Taken together, the three add up to the length of a feature-length film, and one can only wander among them as across unexploded mines, wondering what one has missed and who will survive. In the longest, a man begs for a young woman’s understanding, and she herself comes under harsh questioning from others. In a four-channel video, speakers at a microphone speak for the resented and forgotten while rapt faces take in the broadcast. In the last, a woman recites a letter to her lost father, while the images speak to a treacherous landscape of soothing waters and bare, twisted trees. Not everyone would want to claim this inheritance. Many have no choice.

For Americans, the Vietnam War is something to forget. Back then, it was either a brave fight against world communism or the arrogance of a global empire, with little to say for the Vietnamese themselves. For Nguyen, America’s incursion was only a blip in a longer domestic conflict. His videos never once mention it, although its impact is everywhere. He is hardly the only one to have “repurposed” mines and bombs. As art, though, they take on unexpected resonance.
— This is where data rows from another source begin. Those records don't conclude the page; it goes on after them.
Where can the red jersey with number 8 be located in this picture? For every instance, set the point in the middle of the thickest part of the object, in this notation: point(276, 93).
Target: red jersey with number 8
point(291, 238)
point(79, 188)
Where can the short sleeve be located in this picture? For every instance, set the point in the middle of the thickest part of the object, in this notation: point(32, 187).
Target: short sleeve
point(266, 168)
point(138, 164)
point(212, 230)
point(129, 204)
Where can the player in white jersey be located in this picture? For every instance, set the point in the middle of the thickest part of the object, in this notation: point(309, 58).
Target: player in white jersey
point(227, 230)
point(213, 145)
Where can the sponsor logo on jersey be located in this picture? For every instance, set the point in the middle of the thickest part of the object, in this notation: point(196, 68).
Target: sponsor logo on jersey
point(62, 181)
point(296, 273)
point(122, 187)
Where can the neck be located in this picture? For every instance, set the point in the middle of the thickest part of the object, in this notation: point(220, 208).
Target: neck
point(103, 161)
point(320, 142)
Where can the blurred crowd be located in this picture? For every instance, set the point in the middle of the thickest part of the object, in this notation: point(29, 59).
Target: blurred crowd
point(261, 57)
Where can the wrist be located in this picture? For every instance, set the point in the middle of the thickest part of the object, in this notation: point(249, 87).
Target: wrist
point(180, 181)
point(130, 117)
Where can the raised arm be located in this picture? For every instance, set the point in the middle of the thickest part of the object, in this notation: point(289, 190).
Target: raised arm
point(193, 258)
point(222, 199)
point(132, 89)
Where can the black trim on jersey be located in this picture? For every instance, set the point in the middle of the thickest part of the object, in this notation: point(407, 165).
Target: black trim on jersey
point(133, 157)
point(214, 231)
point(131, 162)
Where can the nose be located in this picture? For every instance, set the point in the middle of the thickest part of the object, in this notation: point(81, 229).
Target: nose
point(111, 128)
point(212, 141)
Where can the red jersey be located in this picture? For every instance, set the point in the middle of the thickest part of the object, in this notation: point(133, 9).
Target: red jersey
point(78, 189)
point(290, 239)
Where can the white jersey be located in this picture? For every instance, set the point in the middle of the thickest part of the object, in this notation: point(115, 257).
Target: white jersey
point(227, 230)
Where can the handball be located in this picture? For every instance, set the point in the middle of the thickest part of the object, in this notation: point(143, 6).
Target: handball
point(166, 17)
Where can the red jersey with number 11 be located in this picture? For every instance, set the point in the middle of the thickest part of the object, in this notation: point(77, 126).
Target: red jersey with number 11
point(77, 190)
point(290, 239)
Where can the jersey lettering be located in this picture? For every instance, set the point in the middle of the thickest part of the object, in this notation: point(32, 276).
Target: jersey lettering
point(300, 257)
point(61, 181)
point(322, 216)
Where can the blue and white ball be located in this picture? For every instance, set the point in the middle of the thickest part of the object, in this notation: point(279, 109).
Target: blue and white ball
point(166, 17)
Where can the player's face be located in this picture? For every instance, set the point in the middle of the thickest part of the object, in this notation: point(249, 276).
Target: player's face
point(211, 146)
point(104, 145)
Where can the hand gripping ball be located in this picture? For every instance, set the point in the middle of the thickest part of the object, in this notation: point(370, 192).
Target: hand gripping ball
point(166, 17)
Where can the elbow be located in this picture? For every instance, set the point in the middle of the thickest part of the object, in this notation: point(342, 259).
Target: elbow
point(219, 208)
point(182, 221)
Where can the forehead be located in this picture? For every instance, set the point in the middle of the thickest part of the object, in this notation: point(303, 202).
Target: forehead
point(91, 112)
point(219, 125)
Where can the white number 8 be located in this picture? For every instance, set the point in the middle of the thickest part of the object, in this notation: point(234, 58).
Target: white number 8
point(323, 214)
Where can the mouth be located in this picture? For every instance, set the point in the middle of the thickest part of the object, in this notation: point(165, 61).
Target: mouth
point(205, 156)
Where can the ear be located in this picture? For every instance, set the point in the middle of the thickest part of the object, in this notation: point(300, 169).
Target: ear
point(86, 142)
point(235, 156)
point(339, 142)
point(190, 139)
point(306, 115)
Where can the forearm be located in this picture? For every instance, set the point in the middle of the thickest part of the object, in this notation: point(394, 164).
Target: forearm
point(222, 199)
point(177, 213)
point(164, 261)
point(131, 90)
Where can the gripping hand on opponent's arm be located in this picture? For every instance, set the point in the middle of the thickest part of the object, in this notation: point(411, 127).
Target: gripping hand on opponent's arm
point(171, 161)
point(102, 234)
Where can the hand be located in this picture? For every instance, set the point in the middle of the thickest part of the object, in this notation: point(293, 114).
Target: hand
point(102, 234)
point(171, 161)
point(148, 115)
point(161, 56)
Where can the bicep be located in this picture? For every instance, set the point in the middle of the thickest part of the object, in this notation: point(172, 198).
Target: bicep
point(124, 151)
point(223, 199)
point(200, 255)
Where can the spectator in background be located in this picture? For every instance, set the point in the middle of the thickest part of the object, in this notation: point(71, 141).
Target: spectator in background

They ring out with allusions to the United States.

Unexploded Resonance recalls the Liberty Bell in its scale and wood armature. It might also look at home at the Isamu Noguchi Museum were the found wood not so ornate. Other ordnance has become simulated Calder mobiles—or what Alexander Calder might have produced had he cared for polished metal and reflected light. Nguyen has an eye for beauty, just as he has an ear for shame. Is he also taking a shot at those Americans who never seem to know how to listen? Maybe, but he alludes to Vietnam as well.

As curated by Vivian Crockett with Ian Wallace, the sculpture could serve as props for the videos. They continue the story as well. The mobiles hint at celestial bodies, with titles like A Rising Moon Through the Smoke, Firebird, Rolling Thunder, and Starlite. A Buddhist god in carved wood has golden prostheses for Nguyen’s shattered arms. Can the bell really sound a healing note? Across from video, it is notable for its silence.